Drake nahm sie entgegen und seufzte, als er sie anschaute. Ganz kurz huschte ein unangenehmer Ausdruck über sein Gesicht. »Offen gesagt, sind wir von der Polizei von Honolulu enttäuscht.« Er ließ die Karte auf seinen Schreibtisch flattern. »Man fragt sich schon, was Sie eigentlich machen.«
»Nun, Sir, das Honolulu Police Department ist älter als das New York Police Department – ich weiß nicht, ob Sie das wussten. Wir bearbeiten einfach unsere Fälle so, wie wir das schon immer getan haben, Sir.«
»Wir haben noch fünf andere.« Dorothy Girt legte die Fotos für Watanabe nebeneinander auf den Labortisch. Sie zeigten die gleichen Minigeräte, jedes mit einem Propeller in einem Rundgehäuse und einem Schwanenhals mit Klingen. »Ich habe sie in dem unbekannten Asiaten gefunden. Ziemlich anrüchige Arbeit, sozusagen.«
»Und wie haben Sie die gefunden, Dorothy? Sie sind wirklich klein.«
Dorothy Girt lächelte ihn triumphierend an, öffnete eine Schublade und holte einen schweren Gegenstand heraus. Es war ein industrieller Hufeisenmagnet. »Den habe ich über die Wunden gezogen. Das verdammte Ding ist ganz schön schwer.«
Sie legte den Magneten beiseite und zeigte ihm dann ein vergrößertes Foto von einem der Roboter. Dieser war sauber in zwei Hälften geschnitten, sodass er ein perfektes Schnittbild abgab. Darauf waren unglaublich kleine Chips und Schaltkreise zu sehen, außerdem etwas, das wie eine Batterie aussah, eine Antriebswelle, ein Getriebe …
»Das Ding ist ja perfekt auseinandergeschnitten worden. Wie haben Sie denn das geschafft, Dorothy?«
»Das war einfach. Ich habe ihn wie eine Gewebeprobe in einen Epoxidharzblock eingeschlossen. Den habe ich dann mit einem Mikrotom in feinste Scheiben geschnitten. So wie ich es sonst mit Gewebeproben mache.« Dorothys Mikrotom hatte mit seiner ultrascharfen Klinge den Mikroroboter mittendurch geschnitten. »Sehen Sie sich das hier an, Dan.«
Er beugte sich über das Foto und folgte mit den Augen ihrem Finger bis zu einem kastenförmigen Gegenstand im Inneren des Roboters. Auf dieses Kästchen war ein kleines n aufgedruckt.

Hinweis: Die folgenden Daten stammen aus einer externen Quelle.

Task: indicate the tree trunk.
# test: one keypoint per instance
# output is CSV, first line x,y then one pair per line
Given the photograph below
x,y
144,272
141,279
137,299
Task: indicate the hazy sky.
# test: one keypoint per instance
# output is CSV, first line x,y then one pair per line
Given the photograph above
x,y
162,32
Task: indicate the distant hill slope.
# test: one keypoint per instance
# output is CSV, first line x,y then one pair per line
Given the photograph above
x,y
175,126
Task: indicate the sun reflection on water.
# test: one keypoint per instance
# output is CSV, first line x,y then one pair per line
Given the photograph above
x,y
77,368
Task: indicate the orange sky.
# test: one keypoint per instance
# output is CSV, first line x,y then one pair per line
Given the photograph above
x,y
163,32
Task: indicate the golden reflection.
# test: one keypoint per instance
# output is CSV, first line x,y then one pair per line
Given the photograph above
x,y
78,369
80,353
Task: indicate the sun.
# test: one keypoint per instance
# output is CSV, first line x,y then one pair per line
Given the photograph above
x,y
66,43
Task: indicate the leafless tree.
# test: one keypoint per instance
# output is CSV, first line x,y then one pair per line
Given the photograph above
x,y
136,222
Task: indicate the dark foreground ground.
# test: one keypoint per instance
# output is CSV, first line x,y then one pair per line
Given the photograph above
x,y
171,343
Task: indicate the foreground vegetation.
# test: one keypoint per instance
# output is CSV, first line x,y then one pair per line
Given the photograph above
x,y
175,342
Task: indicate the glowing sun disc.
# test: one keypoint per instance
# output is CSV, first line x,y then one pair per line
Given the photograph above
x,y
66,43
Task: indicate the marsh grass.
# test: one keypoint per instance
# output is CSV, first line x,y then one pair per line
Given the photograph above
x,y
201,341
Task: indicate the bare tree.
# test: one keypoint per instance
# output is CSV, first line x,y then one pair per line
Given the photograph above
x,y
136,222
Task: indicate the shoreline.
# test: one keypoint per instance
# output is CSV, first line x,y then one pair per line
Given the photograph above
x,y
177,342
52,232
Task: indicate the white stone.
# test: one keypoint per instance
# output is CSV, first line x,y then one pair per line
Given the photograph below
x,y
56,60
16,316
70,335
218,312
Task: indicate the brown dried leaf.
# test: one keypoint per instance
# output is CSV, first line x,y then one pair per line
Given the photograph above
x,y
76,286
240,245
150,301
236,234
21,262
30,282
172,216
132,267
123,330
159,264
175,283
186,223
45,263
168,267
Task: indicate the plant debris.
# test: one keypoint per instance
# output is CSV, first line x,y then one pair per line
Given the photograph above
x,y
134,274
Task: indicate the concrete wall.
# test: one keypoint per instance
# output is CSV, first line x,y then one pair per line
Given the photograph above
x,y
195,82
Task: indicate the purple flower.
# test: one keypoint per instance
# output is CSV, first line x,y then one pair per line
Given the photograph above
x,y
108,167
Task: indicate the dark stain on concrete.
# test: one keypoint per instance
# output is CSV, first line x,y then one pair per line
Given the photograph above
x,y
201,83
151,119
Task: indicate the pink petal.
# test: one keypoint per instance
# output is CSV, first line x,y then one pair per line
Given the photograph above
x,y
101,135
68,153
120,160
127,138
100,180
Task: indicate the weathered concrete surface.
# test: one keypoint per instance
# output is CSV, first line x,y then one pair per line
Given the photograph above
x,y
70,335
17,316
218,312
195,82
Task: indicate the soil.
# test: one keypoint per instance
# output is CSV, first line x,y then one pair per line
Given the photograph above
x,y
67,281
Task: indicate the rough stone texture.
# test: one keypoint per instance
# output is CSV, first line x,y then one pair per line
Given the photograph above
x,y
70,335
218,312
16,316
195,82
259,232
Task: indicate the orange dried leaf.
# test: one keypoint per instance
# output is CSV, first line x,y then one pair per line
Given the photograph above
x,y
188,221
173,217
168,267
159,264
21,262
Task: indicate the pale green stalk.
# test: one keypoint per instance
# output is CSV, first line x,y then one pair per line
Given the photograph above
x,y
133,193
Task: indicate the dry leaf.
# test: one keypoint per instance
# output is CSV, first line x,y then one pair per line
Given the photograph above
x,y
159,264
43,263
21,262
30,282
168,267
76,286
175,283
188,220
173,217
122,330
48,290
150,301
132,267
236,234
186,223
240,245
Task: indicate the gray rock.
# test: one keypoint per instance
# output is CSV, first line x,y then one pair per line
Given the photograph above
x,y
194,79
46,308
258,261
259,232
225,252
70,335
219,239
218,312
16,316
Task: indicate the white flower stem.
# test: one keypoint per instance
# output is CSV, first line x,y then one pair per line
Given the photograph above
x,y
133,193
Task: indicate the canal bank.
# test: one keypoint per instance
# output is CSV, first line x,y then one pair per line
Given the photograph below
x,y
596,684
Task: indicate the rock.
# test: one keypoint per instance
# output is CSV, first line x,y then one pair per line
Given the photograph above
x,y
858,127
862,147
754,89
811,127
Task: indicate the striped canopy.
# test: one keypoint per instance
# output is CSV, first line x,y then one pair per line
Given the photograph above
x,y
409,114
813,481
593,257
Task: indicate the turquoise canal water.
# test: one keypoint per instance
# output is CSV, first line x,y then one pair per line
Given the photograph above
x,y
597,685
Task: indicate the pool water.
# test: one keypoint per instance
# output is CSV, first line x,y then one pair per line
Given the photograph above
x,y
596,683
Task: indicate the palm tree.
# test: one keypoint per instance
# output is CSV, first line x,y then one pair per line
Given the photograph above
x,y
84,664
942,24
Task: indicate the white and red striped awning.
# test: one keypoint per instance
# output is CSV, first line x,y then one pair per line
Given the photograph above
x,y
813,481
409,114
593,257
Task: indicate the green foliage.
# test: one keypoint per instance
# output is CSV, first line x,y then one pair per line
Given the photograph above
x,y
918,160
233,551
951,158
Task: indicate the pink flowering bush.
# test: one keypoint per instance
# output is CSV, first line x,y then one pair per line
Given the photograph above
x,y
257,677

»Also doch«, sagte er. »Der Firmenchef hat mich angelogen.« Er wollte gerade Dorothy auf den Rücken klopfen, sah jedoch im letzten Moment davon ab. Dorothy Girt schien kein Mensch zu sein, der eine solche Geste schätzen würde. Stattdessen nickte er ihr als Anerkennung nach japanischer Art ganz leicht zu – eine Familienangewohnheit. »Ausgezeichnete Arbeit, Dorothy.«
»Hmp«, schnaubte sie. Ihre Arbeit war bekanntlich immer ausgezeichnet.
Kapitel 36
TANTALUS-KRATER
31. OKTOBER, 13:00 UHR
Mutter Natur, am Arsch«, murmelte Danny Minot. »Nichts als Monster mit unersättlichem Appetit.« Er trottete langsam vorwärts, schleifte seine mit Gras umwickelten Füße über den Boden und hielt sich schützend seinen geschwollenen Arm. Der schien sogar noch dicker geworden zu sein, so dick, dass sein Hemdsärmel bereits die ersten kleinen Risse zeigte. Rick Hutter und Karen King gingen neben ihm her. Rick trug den Rucksack, und Karen hielt eine Machete kampfbereit in der Hand. Sie waren die letzten drei Überlebenden. Sie stapften über ein riesiges Stück Land, das mit Sand und Geröll bedeckt war. Der Rand des Tantalus-Kraters. Das offene Land erstreckte sich bis zu einer buschigen Bambusreihe, die sich in einiger Entfernung zu ungeheurer Höhe auftürmte. Durch eine Lücke im Bambus war ein einzelner Felsbrocken von der Größe eines Bergs zu erkennen, der mit Moos bedeckt und von unzähligen Rinnen zerfurcht war. Der Felsen schien zumindest für Menschen ihrer Größe noch etliche Kilometer entfernt zu sein.
Die Sonne brannte auf sie nieder. Seit vielen Stunden hatte es über dem Tantalus nicht mehr geregnet. Sie wurden immer durstiger. Ihre kleinen Körper verloren sehr schnell Feuchtigkeit.
Karen fühlte sich ziemlich schutzlos. Sie gaben leichte Ziele ab. Sie bewegten sich über ein Ödland, in dem es keinerlei Deckung gab. Als ein Vogel über sie hinwegflog, zuckte sie zusammen und umklammerte ihre Machete. Diesmal war es jedoch kein Maina, sondern ein Habicht, der über dem Tantalus seine Kreise zog. Mikromenschen waren für eine anständige Habichtmahlzeit viel zu klein – zumindest hofften sie das.